Alberto miró hacia ese mismo lado y no vio a nadie, tan solo volvió a encontrarse con aquella inmensidad, con aquellos espacios en los que de vez en cuando surgía algún montón de piedras, algún majano grisáceo o las cuadriculas de parcelas en barbecho, solitarias o siendo roturadas por tractores que siempre surgían en la distancia, en la lejanía y envueltos por el polvo de esa misma tierra y con el agricultor encerrado en la cabina de cristal, contemplando el campo, las pajas segadas casi a ras de aquella tierra áspera y sonriendo cuando alguna liebre saltaba nerviosa ante el estruendo del tractor desgarrando y volteando la tierra.

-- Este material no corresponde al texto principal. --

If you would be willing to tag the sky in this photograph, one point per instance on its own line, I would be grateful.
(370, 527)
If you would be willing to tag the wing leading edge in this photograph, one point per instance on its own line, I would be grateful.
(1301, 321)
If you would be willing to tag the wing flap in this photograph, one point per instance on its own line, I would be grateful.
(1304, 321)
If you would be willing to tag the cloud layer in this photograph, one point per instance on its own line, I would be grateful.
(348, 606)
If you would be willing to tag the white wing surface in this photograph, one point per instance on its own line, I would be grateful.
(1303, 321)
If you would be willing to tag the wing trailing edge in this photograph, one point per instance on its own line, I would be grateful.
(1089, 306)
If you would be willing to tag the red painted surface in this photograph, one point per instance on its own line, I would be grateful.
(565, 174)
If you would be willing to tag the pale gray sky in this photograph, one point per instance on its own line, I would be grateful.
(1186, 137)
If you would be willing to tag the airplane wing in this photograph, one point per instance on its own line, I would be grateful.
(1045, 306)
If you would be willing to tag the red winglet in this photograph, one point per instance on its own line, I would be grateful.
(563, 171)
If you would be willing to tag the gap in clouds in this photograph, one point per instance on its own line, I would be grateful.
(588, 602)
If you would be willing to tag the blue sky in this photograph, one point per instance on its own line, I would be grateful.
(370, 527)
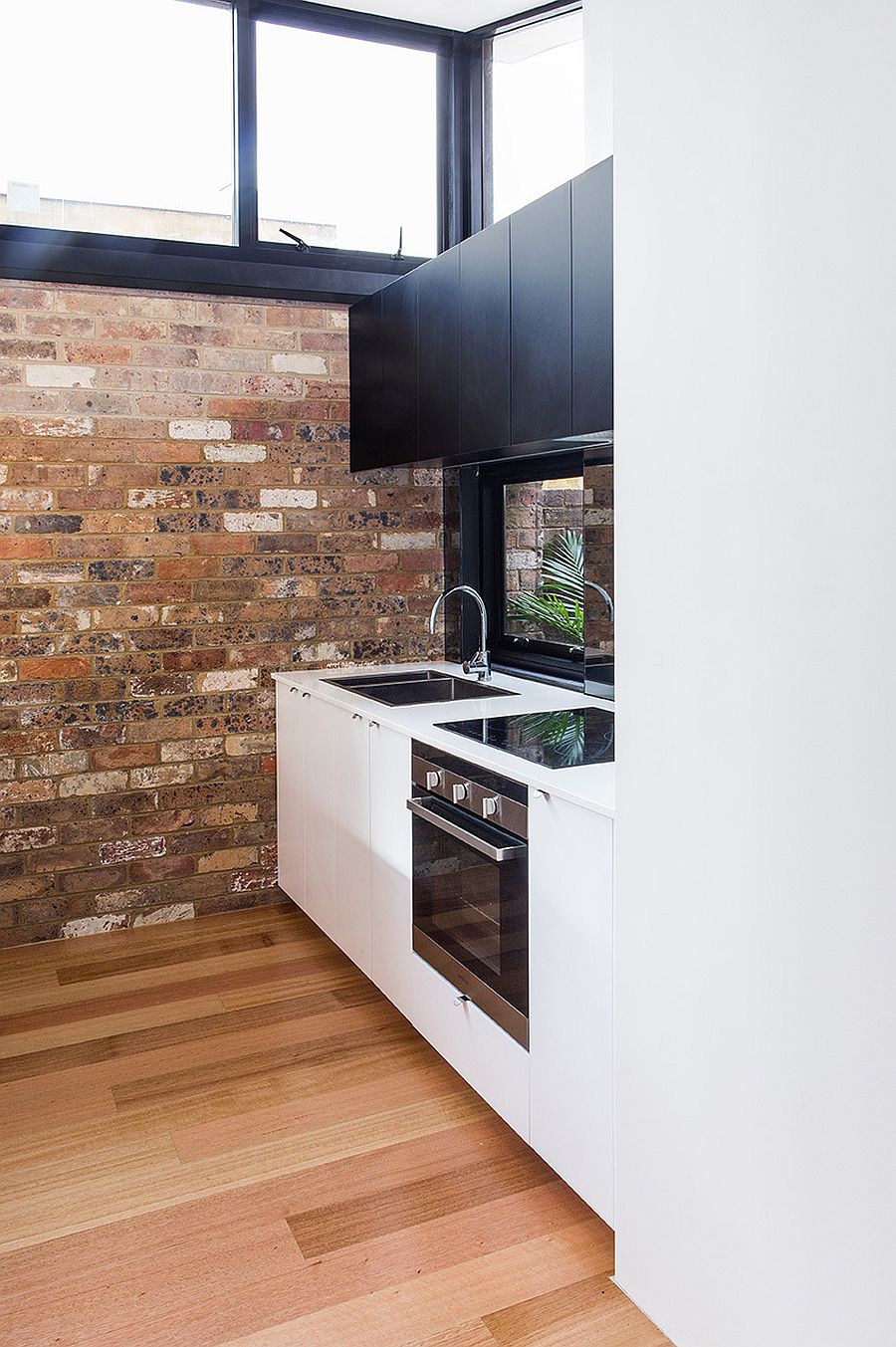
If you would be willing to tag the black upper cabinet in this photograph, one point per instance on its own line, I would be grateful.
(504, 340)
(485, 339)
(542, 320)
(438, 355)
(365, 381)
(593, 300)
(399, 399)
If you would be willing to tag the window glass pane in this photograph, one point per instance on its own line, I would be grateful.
(117, 117)
(544, 567)
(537, 95)
(346, 141)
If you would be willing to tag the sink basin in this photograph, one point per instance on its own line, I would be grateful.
(418, 687)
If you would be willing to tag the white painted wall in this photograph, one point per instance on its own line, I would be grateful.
(756, 603)
(597, 31)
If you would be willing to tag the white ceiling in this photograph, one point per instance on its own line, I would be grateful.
(460, 15)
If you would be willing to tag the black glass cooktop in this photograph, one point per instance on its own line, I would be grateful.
(550, 739)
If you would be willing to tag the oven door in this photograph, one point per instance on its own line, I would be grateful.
(471, 908)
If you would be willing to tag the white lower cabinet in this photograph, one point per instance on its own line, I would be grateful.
(345, 858)
(324, 824)
(391, 912)
(488, 1059)
(292, 804)
(571, 996)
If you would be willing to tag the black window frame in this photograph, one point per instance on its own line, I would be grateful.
(264, 268)
(554, 660)
(484, 37)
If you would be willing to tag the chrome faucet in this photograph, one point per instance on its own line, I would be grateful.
(480, 664)
(610, 606)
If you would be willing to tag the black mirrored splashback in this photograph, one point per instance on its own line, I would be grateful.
(535, 537)
(599, 592)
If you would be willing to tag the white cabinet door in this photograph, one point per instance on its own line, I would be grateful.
(337, 827)
(320, 803)
(351, 834)
(290, 758)
(571, 996)
(391, 865)
(488, 1059)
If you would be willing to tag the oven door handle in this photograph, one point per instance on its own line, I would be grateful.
(472, 839)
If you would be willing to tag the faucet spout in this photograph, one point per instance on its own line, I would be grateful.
(480, 664)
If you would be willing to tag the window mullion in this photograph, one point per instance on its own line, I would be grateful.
(245, 126)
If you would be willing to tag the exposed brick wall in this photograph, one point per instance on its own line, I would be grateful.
(598, 554)
(176, 520)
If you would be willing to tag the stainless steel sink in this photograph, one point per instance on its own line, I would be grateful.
(416, 687)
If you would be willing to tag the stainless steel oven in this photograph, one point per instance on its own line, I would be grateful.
(471, 882)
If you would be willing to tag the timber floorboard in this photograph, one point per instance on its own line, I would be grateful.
(220, 1133)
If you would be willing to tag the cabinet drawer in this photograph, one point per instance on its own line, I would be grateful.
(488, 1059)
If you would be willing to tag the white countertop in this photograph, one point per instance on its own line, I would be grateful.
(591, 786)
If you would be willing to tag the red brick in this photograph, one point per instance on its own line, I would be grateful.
(166, 594)
(98, 353)
(53, 668)
(162, 868)
(124, 755)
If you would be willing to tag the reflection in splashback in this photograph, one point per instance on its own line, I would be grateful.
(550, 739)
(599, 678)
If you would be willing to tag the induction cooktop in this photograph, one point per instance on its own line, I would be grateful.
(550, 739)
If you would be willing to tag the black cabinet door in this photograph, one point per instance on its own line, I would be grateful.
(593, 300)
(437, 355)
(365, 382)
(399, 372)
(485, 339)
(542, 320)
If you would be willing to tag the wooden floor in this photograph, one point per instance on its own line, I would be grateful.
(218, 1132)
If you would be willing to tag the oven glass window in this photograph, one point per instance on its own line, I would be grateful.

A veces levantaba la vista y a través de los sucios cristales, miraba a su alrededor, veía lo mismo de siempre…, la meseta, el llano, los amplios páramos y a veces, sobre todo durante aquel verano de los robos de galgos, a aquellos niños que siempre andaban rodeados de esos galgos que nadie quería, todos ellos bardinos, atigrados, como hijos de la meseta. Incluso a veces los confundía con los mismos campos y le parecía ver solo a los lebreles, los niños se mimetizaban entre aquella collera que nadie quería.
Alberto sonrió, buscó a aquella collera de malditos, buscó a los niños y se encontró de nuevo con la mirada de Alejandra, con su sonrisa.
- ¿Todo bien, cariño? –preguntó ella.